Software architecture is the foundation of Enterprise Software. The underlying architecture should be well designed and thought through. Regardless of the technology selected for a Enterprise, certain underlying principles guide the initial development and evolution of the software. In this article I will be presenting the principles I have found most useful.
Collaboration applies across all major activities, from organizing and executing, to deployment and maintenance/operations. Collaborate with folks both inside and outside the known systems, and collaborate with folks that know the customer/business side.
Creating an environment where innovation can thrive is an important aspect of collaboration. Brainstorming sessions can be useful when conducted in a open, non-judgmental atmosphere. It is important to separate the communication of ideas from deep analysis of each idea. I recommend having an initial session to capture all ideas, and a separate session for diving deeply into each idea. During the capture session, all ideas are welcome, and are not immediately judged. Often this will lead to a chain of related ideas that ultimately lead to solution options. Always be open to improvements in the software architecture. In my experience, incorporating good ideas into the software architecture leads to a stronger architectural foundation.
Like Collaboration, Continual Improvement applies across all major activities. Utilize Effective Retrospectives at end of each sprint or activity to continually improve team performance.
Organizing is often a very challenging part of constructing software. Poorly organized initiatives often leads to poor architectural foundations. It can be quite complex to organize a software construction initiative. At a high level:
- Research domains inside and outside system
- Select appropariate tools/frameworks
- Plan execution
- Attract stakeholders and collaboration
- Include retrospectives in planning and execution for a continual improvement feedback loop
- Proactively identify unknowns and challenges and develop options to mitigate
Form a vision of where the architecture is evolving. Use the organizing phase as a tool for gathering the information needed to develop the appropriate vision for the organization. The vision should be continually refined. Start at a high level and work your way down, then work down and back up to verify the integrity of the design.
When breaking down the initiative into tasks, insure that each task takes no longer than 2 days max, if it does break the task down into smaller sub/dependent tasks. Organize efforts into 1-2 week sprints. Conduct a demo and retrospective at the end of each sprint.
Take an iterative approach to building out slices of functionality. Monitor progress and adherence to architectural principles. Utilize code reviews to train development team on best practices and preferred software patterns.

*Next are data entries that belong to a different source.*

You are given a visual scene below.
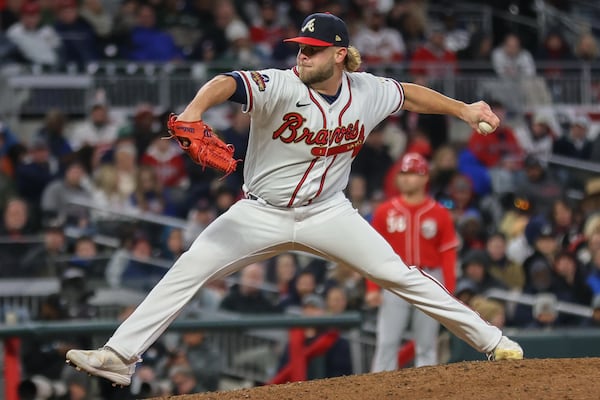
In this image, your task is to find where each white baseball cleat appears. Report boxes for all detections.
[66,347,137,386]
[487,336,524,361]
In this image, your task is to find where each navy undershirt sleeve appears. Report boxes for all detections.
[223,72,247,105]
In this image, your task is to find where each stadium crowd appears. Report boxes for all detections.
[0,0,600,398]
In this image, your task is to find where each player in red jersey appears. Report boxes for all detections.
[369,152,459,370]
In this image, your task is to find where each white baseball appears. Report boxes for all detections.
[478,121,495,135]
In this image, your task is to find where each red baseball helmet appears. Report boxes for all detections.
[399,152,429,175]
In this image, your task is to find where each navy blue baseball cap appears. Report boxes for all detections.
[284,13,349,47]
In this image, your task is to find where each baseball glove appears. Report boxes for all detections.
[165,113,240,176]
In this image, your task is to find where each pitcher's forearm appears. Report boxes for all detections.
[179,75,237,121]
[402,83,468,120]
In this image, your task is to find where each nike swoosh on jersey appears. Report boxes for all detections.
[296,101,311,107]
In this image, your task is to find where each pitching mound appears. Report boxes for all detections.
[153,358,599,400]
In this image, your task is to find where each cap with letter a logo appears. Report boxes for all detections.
[284,13,349,47]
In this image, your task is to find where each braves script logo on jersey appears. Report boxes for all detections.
[272,112,365,157]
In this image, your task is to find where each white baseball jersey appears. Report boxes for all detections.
[235,67,404,207]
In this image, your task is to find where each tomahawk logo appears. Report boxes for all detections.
[301,18,315,33]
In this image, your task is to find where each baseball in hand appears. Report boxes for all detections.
[478,121,495,135]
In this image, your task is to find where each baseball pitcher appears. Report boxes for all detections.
[67,13,523,387]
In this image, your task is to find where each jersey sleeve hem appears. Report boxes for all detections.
[391,80,405,114]
[236,71,254,113]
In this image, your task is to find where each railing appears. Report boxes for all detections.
[2,60,600,118]
[0,313,363,400]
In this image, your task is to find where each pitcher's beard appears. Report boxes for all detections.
[299,63,334,85]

My article Beyond Code outlines many useful activities related to sustained software development.
If you are working with a outdated legacy system, map a realistic path of transformation. A useful framework for working with legacy systems is based on an article written by John Boyd, titled “Destruction and Creation“. The basic concept is to break a system down into smaller pieces (Destruction), look for synthesis and integration, build up a new system outside existing domain concepts (Creation), test new creation by validating you can trace the concept back to it’s original domain. Rinse and repeat until successful validation.
Many folks use terms for software architecture goals, however to achieve architecture goals it is important to clearly understand what each term means at software level, and be able to communicate this to different levels of the organization from developers to CEO. And of course translate the goals into a solid architectural foundation of code.

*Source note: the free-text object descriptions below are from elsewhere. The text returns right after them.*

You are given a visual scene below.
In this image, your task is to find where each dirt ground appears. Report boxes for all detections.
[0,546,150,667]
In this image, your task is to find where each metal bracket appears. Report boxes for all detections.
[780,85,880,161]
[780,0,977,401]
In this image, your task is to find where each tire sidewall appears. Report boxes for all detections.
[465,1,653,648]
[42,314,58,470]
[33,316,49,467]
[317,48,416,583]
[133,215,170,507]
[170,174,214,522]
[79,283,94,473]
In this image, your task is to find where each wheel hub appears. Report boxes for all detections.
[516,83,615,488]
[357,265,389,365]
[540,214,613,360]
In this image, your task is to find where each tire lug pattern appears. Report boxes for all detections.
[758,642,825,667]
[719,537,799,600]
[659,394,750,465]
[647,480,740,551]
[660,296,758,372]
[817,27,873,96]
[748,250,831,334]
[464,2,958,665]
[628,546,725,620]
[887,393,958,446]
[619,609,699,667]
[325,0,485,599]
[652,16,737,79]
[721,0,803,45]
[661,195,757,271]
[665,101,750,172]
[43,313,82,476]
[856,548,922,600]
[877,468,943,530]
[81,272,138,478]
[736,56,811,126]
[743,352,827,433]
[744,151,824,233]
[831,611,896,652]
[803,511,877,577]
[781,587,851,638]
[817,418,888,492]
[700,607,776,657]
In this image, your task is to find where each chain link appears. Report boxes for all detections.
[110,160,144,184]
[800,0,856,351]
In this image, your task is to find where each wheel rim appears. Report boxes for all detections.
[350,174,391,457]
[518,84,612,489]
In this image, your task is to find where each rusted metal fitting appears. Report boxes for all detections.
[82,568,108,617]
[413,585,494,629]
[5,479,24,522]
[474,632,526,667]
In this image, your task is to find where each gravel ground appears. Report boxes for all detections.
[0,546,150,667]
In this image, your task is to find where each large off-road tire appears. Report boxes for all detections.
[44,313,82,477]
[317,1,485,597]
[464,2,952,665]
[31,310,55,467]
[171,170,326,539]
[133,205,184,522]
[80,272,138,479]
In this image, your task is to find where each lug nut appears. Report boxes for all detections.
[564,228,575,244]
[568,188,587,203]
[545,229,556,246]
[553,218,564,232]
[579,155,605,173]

Emphasizes separating the functionality of a program into independent, interchangeable modules, such that each contains everything necessary to execute only one aspect of the desired functionality.
The capability of software to handle a growing amount of work, or its potential to be enlarged in order to accommodate that growth.
Systems design principle where the implementation takes future growth into consideration. It is a systemic measure of the ability to extend a system and the level of effort required to implement the extension. Extensions can be through the addition of new functionality or through modification of existing functionality. The central theme is to provide for change – typically enhancements – while minimizing impact to existing system functions.
Maintainability is the ease with which a product can be maintained in order to:
- Isolate and correct defects or their cause
- Repair or replace faulty or worn-out components without having to replace still working parts
- Prevent unexpected breakdowns
- Maximize a product’s useful life
- Maximize efficiency, reliability, and safety,
meet new requirements
- Make future maintenance easier, or
cope with a changed environment
Layered Software Approach
Layered Software Approach is a very useful framework for organizing, categorizing (layer), and selecting appropriate software patterns for a modular, scalable, extensible, and maintainable architecture. Derek C. Ashmore’s does a excellent job detailing this approach in his book The Java EE Architect’s Handbook. His blog, The Java EE Architect’s Blog, is also an excellent resource. I have experimented with many of the concepts discussed in his writings, and I have found them to be very effective and useful.
Front end systems can change at a very rapid rate. Decoupling UX layer from the rest of the system enables this layer to be extendable. A REST API helps achieve this. If you decide to utilize the REST architecture style it is import to understand and honor the architecture properties and constraints this style describes.
The principles discussed thus far build a solid foundation for constructing software systems. Automated testing is critical for long term continual evolution of the architecture and underlying modules. It is important not to overlook this from the very beginning of a new system. For legacy systems there are many techniques to explore to introduce automated testing. In either case, it is important not to over look robust automated testing, as this supports ongoing quality, extension and evolution of the system.